Following occupancy by Malca-Amit, the only planning application submitted for the Arena Building since then is application “Planning Reference: 00315/F/P61″ which addressed improved fencing around the site.
“System Reference: P/2013/1670
Planning Reference: 00315/F/P61
Site description THE ARENA PARKWAY TRADING ESTATE CRANFORD LANE HOUNSLOW LONDON TW5 9QA
Date received 31/05/2013
Details: Erection of security fencing and bollards along perimeter of site with sliding gate at yard entrance and rising barrier at car park
Ward: Heston West [note that a ward is a sub-unit of a borough]
“The application seeks to improve the existing security around the site. The existing bollards around the site would be made good to existing low-level shrub planting. The fencing around the part of the site would be a 2.4m high 358 mesh panel fence powder 600 mm high electric fence above. This fencing would be on the north, south and west parts of the site. There would be a 6m cantilevered sliding gate, which would be 2.4m high with serrated top – RAL 9005 (black) finish.
In order to secure parking on site a car park gate has been proposed whichruns off the access road. This would be 3m wide rising barrier which wouldbe 1m high, RAL 9003 (white) finish with contrasting red banding. Therewould be 1m wide exit gate which would be next to the unit.”
The Site Plan and Elevation for the above application put some visuals on the above delegated report text. This fencing is therefore the fencing that Allan Finn of Malca-Amit was referring to when he told the LBMA that the”perimeter fencing can withstand a 7.5-ton vehicle at 50 mph and the internal shutter anti-ram barrier which is located behind the entrance gates can withstand a 7.5-ton vehicle at 30 mph.”
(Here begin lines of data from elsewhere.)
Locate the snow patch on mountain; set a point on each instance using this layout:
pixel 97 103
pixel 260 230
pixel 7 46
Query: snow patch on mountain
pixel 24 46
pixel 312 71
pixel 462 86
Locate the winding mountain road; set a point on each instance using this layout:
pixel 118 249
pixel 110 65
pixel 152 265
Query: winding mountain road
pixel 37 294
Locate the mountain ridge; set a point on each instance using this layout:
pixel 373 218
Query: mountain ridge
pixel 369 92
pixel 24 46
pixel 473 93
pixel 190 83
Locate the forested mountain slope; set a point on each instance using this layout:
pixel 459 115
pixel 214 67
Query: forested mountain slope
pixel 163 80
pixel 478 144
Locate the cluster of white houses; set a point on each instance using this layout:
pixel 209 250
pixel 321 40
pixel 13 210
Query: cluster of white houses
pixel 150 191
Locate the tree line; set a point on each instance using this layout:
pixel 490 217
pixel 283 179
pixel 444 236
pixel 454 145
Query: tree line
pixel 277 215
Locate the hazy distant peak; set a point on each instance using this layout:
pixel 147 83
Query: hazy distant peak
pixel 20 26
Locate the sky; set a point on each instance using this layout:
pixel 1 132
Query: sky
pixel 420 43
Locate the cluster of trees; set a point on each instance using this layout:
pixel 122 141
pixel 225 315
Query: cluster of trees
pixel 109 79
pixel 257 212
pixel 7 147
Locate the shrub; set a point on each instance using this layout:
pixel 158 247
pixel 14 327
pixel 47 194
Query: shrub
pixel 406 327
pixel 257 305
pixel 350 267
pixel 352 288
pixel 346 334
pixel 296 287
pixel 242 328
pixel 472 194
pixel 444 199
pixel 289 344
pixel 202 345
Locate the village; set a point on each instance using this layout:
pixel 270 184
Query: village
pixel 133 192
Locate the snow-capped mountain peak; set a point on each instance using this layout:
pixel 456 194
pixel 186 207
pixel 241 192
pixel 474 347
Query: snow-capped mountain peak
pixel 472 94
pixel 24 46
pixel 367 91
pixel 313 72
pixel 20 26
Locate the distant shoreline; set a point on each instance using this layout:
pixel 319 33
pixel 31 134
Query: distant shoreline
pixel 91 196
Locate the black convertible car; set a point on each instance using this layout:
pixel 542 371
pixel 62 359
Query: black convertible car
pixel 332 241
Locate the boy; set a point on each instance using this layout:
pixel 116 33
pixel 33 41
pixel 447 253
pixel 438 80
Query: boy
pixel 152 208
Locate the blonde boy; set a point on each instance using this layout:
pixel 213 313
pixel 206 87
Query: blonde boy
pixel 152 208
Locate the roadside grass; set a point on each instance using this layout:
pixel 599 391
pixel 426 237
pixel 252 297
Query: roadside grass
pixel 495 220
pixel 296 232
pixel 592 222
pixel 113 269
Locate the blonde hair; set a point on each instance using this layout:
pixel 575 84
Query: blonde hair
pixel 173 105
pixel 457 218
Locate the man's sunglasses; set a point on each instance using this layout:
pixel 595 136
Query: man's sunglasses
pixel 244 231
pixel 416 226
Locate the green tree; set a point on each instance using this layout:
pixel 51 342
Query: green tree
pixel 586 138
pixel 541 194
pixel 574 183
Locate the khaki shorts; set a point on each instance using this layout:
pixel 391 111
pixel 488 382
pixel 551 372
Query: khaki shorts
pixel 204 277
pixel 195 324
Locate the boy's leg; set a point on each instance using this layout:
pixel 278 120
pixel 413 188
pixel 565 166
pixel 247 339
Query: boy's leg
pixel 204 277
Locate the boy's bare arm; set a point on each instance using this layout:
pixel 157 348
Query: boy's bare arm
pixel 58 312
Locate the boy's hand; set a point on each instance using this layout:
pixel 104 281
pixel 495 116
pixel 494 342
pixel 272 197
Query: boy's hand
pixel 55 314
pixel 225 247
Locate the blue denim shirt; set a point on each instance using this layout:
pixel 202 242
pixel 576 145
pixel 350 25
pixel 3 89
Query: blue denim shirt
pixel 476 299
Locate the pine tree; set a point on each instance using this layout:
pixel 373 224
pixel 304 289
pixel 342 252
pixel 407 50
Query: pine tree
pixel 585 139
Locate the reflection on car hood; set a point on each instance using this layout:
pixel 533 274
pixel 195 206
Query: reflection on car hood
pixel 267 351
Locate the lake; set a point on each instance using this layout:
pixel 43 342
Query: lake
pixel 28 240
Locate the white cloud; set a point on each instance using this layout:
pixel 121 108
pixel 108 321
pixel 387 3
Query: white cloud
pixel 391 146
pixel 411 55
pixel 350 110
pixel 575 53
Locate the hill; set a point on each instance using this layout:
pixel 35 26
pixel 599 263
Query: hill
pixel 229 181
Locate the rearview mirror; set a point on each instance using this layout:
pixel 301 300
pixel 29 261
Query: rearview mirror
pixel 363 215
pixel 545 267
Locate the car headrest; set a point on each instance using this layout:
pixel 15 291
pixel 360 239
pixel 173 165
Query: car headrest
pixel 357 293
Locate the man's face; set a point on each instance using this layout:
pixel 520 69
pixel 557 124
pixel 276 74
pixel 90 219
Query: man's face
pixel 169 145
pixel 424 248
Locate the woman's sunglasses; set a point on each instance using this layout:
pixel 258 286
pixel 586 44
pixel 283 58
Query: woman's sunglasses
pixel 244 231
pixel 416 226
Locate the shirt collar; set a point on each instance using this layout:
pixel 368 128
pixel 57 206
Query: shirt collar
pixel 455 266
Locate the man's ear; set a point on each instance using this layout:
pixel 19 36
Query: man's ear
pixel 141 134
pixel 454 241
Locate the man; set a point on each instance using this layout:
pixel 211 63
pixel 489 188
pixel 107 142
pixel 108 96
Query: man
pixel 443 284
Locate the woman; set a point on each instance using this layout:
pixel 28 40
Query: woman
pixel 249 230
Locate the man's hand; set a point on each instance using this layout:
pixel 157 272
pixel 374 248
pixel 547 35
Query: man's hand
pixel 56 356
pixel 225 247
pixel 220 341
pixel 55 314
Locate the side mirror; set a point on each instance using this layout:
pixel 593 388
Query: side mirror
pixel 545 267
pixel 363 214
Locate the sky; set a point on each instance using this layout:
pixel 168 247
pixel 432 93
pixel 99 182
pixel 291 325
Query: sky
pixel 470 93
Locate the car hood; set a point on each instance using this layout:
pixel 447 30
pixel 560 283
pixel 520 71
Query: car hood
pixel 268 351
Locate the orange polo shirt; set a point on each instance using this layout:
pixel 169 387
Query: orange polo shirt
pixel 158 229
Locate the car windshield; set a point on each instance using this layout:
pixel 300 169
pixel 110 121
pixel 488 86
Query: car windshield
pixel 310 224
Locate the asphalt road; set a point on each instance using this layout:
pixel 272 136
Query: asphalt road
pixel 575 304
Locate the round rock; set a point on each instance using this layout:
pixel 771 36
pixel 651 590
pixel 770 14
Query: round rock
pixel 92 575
The Edinburgh Assay Office and UKAS
Not only is Malca-Amit located in this Arena Parkway Building, but so is the Edinburgh Assay Office. Although the Edinburgh Assay office has its headquarters in Goldsmiths Hall, Edinburgh, in Scotland, it also operates a laboratory at a Heathrow Sub Office where it is accredited for “Chemical Tests for the purpose of hallmarking”.
This fact is revealed in a series of United Kingdom Accreditation Service (UKAS) reports that were posted on the UKAS website in June 2015. On 8 June 2015, UKAS posted a report about the Edinburgh Assay Office on its website titled “The Edinburgh Assay Office Issue No: 010 Issue date: 08 June 2015″. This report lists a ‘Heathrow Sub Office’ for the Edinburgh Assay Office without specifying its address.
However, 4 days earlier on 4 June 2015, UKAS posted a report titled “The Edinburgh Assay Office Issue No: 009 Issue date: 04 June 2015” in which the Heathrow Sub Office was listed with an address of “1st Floor, Arena Parkway, Cranford Lane, Heston, TW5 9QA”.
Although the Issue 010 report from UKAS replaced its Issue 009 version a few days later, the Issue 009 version remained in the Google cache as a Google search result and also as a complete cached document:
Cached version of Issue 009
The commercial logic for the Edinburgh Assay Office having a presence in Malca-Amit’s Arena building seems to be that, in addition to Malca-Amit storing precious metals and precious stones and jewellery in the building, the location is also convenient for the rest of the Heathrow area where precious metals and jewellery are constantly arriving into and departing from. This is the ‘Hallmarking in Transit’ service offered by the Edinburgh Assay Office, offered in conjunction with Malca-Amit, and explained on the Assay Office website here, and also on Malca-Amit’s website here.
This is not the only UK-based assay office to maintain a sub-office in the premises of a secure precious metals transport and secure storage operator near Heathrow Airport. The Goldsmiths Company – Assay Office, which is headquartered in the City of London, also operates a Heathrow Sub Office in “Unit 7, Radius Park, Faggs Road, Feltham, Middlesex, TW14 0NG”. This is listed in a UKAS report “The Goldsmiths’ Company – Assay Office Issue 016 Issue Date 05 August 2014″. This ‘Unit 7 Radius Park’ is a Brinks building and it too contains a vault, but that’s another vault profile for another day.